Ao observarmos as razões dessas dificuldades globais, que tem gerado forte compressão de resultados e aumento de alavancagem como consequência, identificamos eventos como mudanças de ciclos monetários promovendo alterações nas estratégias de financiamento corporativo, aumento de custos por inflação ou por mudanças nas cadeias de suprimentos, menor crescimento do PIB global, alterações nos padrões de consumo e até mesmo baixa experiência das lideranças empresariais em lidar com tantas e tamanhas incertezas. Esses e outros dados indicam para uma fratura na ordem econômica mundial, especialmente nas nações desenvolvidas, que está buscando ser cicatrizada com níveis maiores de autossuficiência e auto-proteção com o lento reshoring promovido pelo governo norte-americano, o duelo econômico entre China e Estados Unidos que gera impactos em níveis de investimentos diretos e até mesmo no mercado de renda fixa global, e a tentativa de reorganizar a economia do continente europeu ao mesmo tempo que se lida com resquícios de Brexit e da viva recessão alemã.

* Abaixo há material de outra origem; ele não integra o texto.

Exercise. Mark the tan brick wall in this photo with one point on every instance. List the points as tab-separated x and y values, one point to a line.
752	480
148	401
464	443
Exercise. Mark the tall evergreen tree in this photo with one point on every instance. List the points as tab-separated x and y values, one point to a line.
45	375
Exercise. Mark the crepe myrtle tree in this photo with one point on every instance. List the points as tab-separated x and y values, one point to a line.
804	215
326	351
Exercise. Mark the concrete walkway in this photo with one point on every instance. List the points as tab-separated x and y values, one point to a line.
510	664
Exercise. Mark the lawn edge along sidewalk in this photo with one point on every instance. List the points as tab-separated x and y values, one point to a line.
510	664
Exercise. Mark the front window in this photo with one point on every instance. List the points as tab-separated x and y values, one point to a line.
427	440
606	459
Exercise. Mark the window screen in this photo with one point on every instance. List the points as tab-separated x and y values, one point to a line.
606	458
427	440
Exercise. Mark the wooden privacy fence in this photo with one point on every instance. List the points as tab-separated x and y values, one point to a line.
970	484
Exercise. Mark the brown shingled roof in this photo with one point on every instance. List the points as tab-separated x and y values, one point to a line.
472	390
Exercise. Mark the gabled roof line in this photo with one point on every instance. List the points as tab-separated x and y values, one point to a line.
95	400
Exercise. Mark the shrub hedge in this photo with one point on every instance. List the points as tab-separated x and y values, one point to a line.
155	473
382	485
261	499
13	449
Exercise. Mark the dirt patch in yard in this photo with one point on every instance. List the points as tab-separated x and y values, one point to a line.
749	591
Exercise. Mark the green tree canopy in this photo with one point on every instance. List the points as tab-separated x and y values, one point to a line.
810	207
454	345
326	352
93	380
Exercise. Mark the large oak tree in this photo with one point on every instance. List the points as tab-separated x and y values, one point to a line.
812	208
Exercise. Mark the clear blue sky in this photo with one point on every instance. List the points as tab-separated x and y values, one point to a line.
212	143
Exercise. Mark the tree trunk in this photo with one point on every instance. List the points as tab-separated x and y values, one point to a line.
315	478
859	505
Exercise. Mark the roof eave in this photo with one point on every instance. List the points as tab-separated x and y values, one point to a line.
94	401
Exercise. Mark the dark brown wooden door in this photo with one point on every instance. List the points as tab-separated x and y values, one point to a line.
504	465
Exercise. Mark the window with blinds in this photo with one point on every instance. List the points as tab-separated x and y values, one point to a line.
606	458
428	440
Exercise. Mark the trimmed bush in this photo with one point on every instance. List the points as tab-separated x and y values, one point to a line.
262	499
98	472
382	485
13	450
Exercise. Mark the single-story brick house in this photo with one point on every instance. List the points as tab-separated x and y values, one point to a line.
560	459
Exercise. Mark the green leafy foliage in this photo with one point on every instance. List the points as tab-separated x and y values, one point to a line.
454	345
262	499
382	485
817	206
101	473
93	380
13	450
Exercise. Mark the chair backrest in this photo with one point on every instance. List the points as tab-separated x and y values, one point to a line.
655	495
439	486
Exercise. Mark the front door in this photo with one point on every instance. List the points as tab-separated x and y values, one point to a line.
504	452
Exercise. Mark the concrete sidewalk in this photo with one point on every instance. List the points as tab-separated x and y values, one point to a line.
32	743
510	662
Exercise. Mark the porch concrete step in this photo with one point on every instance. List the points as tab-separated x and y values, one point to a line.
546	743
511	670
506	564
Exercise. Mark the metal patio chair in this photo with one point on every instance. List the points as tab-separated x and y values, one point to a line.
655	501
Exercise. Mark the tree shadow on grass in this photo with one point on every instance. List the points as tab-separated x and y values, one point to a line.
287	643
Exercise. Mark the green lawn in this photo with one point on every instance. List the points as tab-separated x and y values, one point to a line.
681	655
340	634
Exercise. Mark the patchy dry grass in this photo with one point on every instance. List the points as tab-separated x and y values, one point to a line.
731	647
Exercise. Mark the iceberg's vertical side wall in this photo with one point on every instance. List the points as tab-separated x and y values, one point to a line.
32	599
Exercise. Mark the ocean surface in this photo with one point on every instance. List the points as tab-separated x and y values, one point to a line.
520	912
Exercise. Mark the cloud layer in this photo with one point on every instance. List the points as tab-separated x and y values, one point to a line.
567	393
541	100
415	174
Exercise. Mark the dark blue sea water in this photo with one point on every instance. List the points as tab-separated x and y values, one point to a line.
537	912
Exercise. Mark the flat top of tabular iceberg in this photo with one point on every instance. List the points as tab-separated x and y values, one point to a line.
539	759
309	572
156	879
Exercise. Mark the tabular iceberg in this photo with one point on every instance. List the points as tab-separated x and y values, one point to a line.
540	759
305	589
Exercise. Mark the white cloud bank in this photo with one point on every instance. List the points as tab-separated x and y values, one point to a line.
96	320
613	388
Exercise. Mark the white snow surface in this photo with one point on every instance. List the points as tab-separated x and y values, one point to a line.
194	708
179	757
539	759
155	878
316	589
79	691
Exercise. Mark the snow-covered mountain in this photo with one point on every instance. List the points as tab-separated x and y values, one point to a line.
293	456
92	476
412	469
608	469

O Brasil também sofre com essa fratura. Dados da Serasa Experian até abril de 2023 apontam que foram decretadas 222 falências (11% para grandes empresas) e 319 recuperações judiciais deferidas (13% para grandes empresas) neste período, tais montantes representam incremento de 4% para as falências e 50% para as recuperações judiciais em relação ao mesmo período do ano passado ou 19% sobre as falências decretadas no 1º quadrimestre de 2021 e 42% para as recuperações judiciais diferidas no mesmo período. Uma das razões pode estar no ciclo monetário e de revisão de estratégias de financiamento corporativo desde 2017, quando a Selic começou a ceder de 13,75% para 13,00% e foram captados R$ 206 bilhões, até 2021, quando a trajetória de elevação da Selic começou a partir de 2,00% para 9,25% neste mesmo ano em que foram captados R$ 611 bilhões, vivemos algo como 75% da captação via mercado de capitais em renda fixa, o que acabou por se tornar um sinal de alerta e um potencial risco para as empresas que não dimensionaram e geriram de forma adequada e preditiva mudanças no ambiente econômico. Também não pode ser desconsiderado, ainda segundo dados da Serasa Experian até abril de 2023, um incremento nos níveis de inadimplência por parte da população adulta ao sair de uma média de 39% no primeiro quadrimestre de 2021 para atingir média de 43% este ano depois de passar por 41% no mesmo período do ano passado. Apesar das empresas brasileiras terem se tornado mais eficientes e melhorado seus resultados operacionais, o nível de endividamento superior a 58% (2021 – Serasa Experian) das empresas operando no Brasil é um detrator de rentabilidade. Tal contexto não é somente desafiador, mas também provocativo e estimulante para identificação de oportunidades visando tanto o incremento de eficiência do capital já alocado pelas companhias como para novos investimentos operacionais e de pesquisa e desenvolvimento.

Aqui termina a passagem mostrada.